Mariana gemia dentro da boca da Laura, o corpo todo tremendo entre nós duas. Eu colei por trás dela, beijando o pescoço molhado da minha prima, mordendo de leve, descendo pra chupar os ombros enquanto minhas mãos apertavam aqueles peitos firmes. A Laura tava atacando a boca dela com tudo, língua fundo, uma mão no grelo da Mariana e a outra apertando a bunda dela, abrindo pra mim. Eu enfiei dois dedos na bucetinha da minha prima, sentindo ela pulsar quente e molhada, apertando forte em volta dos meus dedos enquanto a água fria entrava junto, fazendo tudo mais difícil de enfiar e louco.

O tesão tava num frenesi insano. A gente se esfregava sem parar, peitos colados, bocetas roçando em coxas, dedos entrando e saindo com barulhinhos molhados que a água não conseguia abafar. Mariana tava no meio, gemendo sem controle, o corpo arqueando pra trás contra mim enquanto a Laura chupava os bicos dos peitos dela, mordendo de leve, puxando. Eu beijava o pescoço da minha prima, sussurrando safadeza no ouvido dela:

— Tá gostando, né sua safada?

A Mariana só gemeu mais alto, rebolando contra nossos dedos. A água gelada batia nos nossos corpos quentes, arrepiando a pele toda, os bicos duros roçando uns nos outros, as mãos bobas apertando bundas, peitos, grelo. Eu tava tonta, o tesão subindo como uma onda que não parava, meu grelo latejando contra a coxa da Mariana enquanto eu dedava ela fundo, curvando os dedos pra acertar aquele ponto que fazia ela travar.

Laura riu rouca, tirou a boca do peito da Mariana e olhou pra mim por cima do ombro dela:

— Vem cá, Julinha...

Ela puxou meu rosto e me beijou por cima da Mariana, as três bocas se encontrando de novo naquele beijo triplo bagunçado, babado, desesperado. Dedos entrando mais fundo, corpos se esfregando sem parar, a água fria multiplicando cada toque, cada arrepio. Mariana tava no paraíso no meio de nós duas, gemendo, tremendo, a buceta apertando forte em volta dos nossos dedos.

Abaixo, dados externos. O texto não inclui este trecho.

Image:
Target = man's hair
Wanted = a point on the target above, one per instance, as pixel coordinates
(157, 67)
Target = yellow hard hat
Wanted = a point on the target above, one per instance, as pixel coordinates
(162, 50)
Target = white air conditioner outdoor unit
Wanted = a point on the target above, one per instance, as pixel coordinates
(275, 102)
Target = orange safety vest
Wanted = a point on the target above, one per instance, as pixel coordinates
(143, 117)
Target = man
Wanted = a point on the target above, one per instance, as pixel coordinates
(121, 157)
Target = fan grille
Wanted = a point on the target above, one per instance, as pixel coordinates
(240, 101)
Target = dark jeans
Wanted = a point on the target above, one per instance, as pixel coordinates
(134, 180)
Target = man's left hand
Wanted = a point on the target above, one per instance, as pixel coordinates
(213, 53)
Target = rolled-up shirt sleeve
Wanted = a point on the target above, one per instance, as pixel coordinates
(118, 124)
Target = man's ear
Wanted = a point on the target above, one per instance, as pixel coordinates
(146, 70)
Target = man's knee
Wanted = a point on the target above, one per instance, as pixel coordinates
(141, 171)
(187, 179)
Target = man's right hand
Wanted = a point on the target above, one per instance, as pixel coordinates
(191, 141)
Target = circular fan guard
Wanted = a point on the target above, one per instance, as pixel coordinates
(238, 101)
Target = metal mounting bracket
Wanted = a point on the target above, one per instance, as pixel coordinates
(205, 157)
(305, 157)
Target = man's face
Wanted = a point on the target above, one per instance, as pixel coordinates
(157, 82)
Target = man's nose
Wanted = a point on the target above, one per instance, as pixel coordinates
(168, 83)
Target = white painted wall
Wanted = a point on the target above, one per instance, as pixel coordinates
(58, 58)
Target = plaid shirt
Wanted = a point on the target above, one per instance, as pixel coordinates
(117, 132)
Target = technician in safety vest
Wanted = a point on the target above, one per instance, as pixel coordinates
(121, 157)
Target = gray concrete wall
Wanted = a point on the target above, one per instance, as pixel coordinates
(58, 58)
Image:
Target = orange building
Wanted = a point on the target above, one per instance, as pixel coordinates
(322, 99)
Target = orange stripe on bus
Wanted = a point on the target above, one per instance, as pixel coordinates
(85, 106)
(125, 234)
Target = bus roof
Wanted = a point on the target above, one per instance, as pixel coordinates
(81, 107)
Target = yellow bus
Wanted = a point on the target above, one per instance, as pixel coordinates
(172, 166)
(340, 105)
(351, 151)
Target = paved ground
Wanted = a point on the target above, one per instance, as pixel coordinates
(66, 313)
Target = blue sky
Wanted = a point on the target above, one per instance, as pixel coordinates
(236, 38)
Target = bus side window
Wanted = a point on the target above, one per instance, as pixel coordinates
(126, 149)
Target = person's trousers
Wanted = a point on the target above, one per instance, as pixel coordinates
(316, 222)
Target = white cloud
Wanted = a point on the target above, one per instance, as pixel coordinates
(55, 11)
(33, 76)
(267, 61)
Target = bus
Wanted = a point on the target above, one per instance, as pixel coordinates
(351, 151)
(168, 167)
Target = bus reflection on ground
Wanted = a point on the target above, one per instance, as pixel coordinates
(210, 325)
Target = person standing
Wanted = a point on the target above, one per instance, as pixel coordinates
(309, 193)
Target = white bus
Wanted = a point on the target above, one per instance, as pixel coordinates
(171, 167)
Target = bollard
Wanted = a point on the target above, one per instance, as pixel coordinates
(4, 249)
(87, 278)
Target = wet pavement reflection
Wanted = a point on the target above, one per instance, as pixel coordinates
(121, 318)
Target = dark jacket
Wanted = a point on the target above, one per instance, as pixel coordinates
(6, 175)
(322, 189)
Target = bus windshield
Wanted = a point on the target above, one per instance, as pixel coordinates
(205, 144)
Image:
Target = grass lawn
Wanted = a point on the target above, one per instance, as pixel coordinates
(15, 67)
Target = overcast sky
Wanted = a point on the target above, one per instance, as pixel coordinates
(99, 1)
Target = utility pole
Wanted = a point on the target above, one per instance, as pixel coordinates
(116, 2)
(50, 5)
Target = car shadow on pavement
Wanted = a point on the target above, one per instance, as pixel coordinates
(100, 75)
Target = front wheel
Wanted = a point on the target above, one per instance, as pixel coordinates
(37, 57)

Eu tava completamente perdida. Vergonha? Tinha, mas o tesão tava mandando em tudo. A gente tava num frenesi insano ali na piscina, três mulheres peladas se comendo sem freio, gemendo, apertando, chupando. E eu não queria que parasse nunca. Meu corpo todo queimava apesar da água fria, o grelo doendo de tanto tesão, a buceta escorrendo. Era loucura pura... e eu tava amando cada segundo.

A Mariana travou de repente, o corpo inteiro convulsionando entre nós, um gemido alto saindo abafado no beijo. Ela gozou forte, apertando nossos dedos, a buceta pulsando, o corpo tremendo tanto que quase afundou na água. Eu e a Laura não paramos, continuamos dedando devagar enquanto ela gozava, prolongando, sentindo cada espasmo.

Quando ela amoleceu um pouco, ofegante, a Laura sorriu pra mim por cima do ombro da Mariana:

— Sua vez agora, Julinha...

Eu olhei pras duas completamente perdida. Era tanta informação sensorial que eu achei que meu cérebro ia derreter. Meu corpo tava sensível pra caralho, qualquer toque meio que me fazia gemer baixinho, mas uma coisa tava ruim: o toque na buceta não tava muito bom. A água deixava tudo menos lubrificado, se é que isso faz sentido, meio gelado e escorregadio do jeito errado.

— Eu posso sair da água, tipo a Laura fez? — perguntei, a voz saindo insegura.

— Vai prima, trepa na borda com a raba pro alto, que a gente sabe o que você quer! — a Mariana soltou rindo, fazendo um gesto indecente com as mãos.

Eu nem tinha pensado nisso, mas segui a ideia da minha prima porque gostei na hora. Saí da piscina com as pernas tremendo, subi na borda e fiquei de meio de quatro debruçada, mas com as pernas pra dentro da água, deixando a bunda bem empinada, com o rego inteiro completamente expostos pro vento frio. Era bem esquisito estar assim ao ar livre.

Mariana não perdeu tempo. Veio por trás, abriu minha bunda com as duas mãos, abrindo bem as nádegas, e a Laura se aproximou com aquele olhar faminto. Senti primeiro a língua quente dela na minha buceta, lambendo devagar de baixo pra cima, passando pelo grelo inchado. Eu soltei um gemido alto, o corpo inteiro arrepiando com a diferença da água fria pra boca quente dela. A Laura enfiou dois dedos em mim enquanto chupava, entrando e saindo fundo, curvando pra acertar o lugar certinho.

— Isso, chupa ela direitinho — a Mariana mandou, a voz safada, ainda segurando minha bunda aberta. — Laura, ela gosta no outro buraco também!